Thomas Poullaouec, T Rowe Price
Value equities took another hit earlier this year, when there were increased concerns about potential Fed “tapering” (that is, reducing its asset purchases), and also amid anxieties about the number of covid delta variant cases developing.
Before that, the performance of value stocks had been finally set to exceed returns from growth stocks, after underperforming for 15 years: investors expected sharply rebounding economic growth, higher inflation, and the unleashing of pent-up demand as lockdowns eased.
“[Yet],the story for value may not be over just yet, as recent underperformance has led to more attractive relative valuations, global growth remains above trend, and supply and demand imbalances continue to keep inflation stubbornly high,” said Thomas Poullaouec, head of multi-asset solutions Apac of T Rowe Price.
“With the hopeful containment of the delta variant and increasing regulatory pressure on growth stocks, investors may start betting on value pulling off a double reversal this cycle.”

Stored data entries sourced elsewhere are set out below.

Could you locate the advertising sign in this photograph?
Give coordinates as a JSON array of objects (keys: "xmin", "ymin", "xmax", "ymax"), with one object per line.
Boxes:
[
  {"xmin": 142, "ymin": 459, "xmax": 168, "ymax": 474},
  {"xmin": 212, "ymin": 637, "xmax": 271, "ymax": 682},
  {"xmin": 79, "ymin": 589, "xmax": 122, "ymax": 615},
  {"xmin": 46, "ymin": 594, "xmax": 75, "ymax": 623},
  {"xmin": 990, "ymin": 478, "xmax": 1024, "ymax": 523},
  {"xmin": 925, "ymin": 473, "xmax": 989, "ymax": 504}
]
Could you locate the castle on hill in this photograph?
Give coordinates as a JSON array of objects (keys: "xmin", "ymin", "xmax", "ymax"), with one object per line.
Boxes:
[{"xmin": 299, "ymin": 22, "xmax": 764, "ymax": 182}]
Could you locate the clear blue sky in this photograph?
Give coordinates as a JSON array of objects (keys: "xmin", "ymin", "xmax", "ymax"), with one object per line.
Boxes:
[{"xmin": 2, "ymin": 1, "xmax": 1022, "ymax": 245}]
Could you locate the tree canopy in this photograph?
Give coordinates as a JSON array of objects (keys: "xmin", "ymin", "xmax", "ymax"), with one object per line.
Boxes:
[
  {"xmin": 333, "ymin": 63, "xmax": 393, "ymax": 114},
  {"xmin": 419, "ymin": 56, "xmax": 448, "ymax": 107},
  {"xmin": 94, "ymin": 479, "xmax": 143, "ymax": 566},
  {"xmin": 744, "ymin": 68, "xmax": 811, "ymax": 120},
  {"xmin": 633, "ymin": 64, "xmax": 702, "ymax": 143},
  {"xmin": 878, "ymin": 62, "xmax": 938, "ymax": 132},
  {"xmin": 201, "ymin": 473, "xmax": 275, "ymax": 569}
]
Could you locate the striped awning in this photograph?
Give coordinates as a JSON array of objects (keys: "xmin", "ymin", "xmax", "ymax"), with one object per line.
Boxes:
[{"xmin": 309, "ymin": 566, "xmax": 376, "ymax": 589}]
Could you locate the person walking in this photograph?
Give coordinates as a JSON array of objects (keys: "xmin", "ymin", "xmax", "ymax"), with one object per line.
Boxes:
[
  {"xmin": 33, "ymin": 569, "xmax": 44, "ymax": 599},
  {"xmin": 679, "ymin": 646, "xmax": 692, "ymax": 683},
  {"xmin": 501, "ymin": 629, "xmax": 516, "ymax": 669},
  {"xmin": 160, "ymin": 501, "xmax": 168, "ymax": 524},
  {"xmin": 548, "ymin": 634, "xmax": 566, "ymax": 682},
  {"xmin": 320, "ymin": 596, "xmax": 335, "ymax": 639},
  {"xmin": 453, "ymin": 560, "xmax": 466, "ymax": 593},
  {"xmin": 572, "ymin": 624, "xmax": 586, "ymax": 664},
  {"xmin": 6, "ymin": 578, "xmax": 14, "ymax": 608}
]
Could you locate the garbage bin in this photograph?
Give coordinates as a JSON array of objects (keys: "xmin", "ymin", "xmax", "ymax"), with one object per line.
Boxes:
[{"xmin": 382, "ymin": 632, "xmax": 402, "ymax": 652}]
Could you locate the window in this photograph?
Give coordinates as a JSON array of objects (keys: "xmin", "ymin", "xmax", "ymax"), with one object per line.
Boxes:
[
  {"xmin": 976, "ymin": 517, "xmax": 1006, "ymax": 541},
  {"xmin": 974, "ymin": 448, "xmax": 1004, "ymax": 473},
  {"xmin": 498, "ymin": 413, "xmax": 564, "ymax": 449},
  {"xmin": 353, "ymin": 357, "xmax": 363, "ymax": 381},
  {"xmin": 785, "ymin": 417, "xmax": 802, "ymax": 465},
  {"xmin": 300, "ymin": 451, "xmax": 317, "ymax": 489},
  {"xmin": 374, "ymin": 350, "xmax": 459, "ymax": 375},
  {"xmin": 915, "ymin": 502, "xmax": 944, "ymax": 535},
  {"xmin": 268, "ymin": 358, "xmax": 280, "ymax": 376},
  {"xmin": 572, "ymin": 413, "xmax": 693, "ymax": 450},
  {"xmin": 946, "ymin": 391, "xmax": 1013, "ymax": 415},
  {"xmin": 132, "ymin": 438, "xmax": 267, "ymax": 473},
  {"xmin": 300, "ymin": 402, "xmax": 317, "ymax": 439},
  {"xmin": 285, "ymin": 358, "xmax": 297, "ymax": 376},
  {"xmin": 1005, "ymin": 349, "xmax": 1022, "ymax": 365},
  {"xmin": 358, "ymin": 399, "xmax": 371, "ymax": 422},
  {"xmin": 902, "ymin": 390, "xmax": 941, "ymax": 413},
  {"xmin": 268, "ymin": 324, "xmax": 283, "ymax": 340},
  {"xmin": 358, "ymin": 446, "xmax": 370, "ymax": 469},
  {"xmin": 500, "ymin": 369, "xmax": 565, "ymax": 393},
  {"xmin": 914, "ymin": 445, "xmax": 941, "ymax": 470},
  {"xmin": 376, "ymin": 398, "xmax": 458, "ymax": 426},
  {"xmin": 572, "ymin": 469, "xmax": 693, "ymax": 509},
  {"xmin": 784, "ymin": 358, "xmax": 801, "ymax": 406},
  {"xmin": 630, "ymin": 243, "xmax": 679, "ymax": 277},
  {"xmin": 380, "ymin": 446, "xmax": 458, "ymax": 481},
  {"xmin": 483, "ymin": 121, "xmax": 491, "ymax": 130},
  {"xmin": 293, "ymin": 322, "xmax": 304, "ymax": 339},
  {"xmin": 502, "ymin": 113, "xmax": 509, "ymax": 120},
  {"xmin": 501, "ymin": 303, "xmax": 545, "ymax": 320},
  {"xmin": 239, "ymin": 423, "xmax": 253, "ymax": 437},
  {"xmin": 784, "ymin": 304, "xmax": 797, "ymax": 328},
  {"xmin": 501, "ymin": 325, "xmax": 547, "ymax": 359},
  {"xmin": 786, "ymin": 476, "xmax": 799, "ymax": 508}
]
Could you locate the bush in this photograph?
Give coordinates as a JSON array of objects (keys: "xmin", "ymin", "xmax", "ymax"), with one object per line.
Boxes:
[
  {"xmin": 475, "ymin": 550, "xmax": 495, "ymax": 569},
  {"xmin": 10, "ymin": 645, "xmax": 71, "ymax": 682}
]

Value stocks typically trade cheaply relative to their earnings, assets, cash flow, and growth potential, and are often found in sectors such as banks, energy, materials.
The US asset manager favours value-oriented stocks globally and expects cyclical sectors to take advantage of strong economic growth and global reopening.

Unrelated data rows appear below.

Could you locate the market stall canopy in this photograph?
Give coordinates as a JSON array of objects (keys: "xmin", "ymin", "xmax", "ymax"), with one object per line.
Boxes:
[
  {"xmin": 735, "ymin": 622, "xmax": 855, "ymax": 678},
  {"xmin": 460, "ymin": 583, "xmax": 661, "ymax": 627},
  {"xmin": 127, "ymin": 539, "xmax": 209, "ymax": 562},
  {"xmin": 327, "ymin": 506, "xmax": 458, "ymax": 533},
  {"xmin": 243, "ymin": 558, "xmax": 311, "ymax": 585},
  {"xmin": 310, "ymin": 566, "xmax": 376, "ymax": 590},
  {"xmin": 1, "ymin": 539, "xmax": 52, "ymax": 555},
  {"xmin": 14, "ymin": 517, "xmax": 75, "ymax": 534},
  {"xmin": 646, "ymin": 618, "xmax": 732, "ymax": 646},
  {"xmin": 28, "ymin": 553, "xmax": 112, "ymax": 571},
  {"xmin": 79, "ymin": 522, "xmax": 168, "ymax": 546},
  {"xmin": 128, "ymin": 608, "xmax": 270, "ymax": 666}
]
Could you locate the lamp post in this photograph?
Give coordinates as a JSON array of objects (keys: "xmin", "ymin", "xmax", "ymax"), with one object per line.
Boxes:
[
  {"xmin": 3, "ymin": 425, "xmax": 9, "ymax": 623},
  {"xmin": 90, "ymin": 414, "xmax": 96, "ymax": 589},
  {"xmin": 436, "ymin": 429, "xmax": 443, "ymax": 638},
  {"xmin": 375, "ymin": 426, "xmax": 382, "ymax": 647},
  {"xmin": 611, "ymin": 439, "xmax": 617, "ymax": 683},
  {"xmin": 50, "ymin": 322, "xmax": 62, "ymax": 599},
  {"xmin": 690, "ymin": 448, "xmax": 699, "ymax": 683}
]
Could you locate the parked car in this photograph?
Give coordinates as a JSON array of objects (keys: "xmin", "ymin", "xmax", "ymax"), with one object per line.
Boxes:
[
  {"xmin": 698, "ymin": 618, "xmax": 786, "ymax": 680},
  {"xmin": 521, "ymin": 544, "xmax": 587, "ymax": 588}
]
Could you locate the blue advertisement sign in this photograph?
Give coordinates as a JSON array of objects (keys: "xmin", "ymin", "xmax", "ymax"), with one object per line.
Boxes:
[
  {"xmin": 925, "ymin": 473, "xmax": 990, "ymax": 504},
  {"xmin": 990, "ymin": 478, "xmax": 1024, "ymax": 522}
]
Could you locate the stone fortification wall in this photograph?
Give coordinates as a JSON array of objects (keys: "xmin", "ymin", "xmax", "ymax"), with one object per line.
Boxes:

T Rowe Price believes that pent-up demand, economic strength, and infrastructure spending will boost US value stocks, while vaccine progress, a rebound in manufacturing, and easing of supply bottlenecks could be the catalyst for a surge in the performance of value equities in other global markets.
While growth equities remain supported when the global economy is peaking, T Rowe Price believes they have little room for upside and their expensive valuations make them vulnerable.
Other than value-oriented equities, US small-caps, and emerging markets stocks are also on T Rowe Price’s list.
When comparing asset classes, T Rowe Price favours bonds and cash as the risk/reward profile looks less compelling for equities.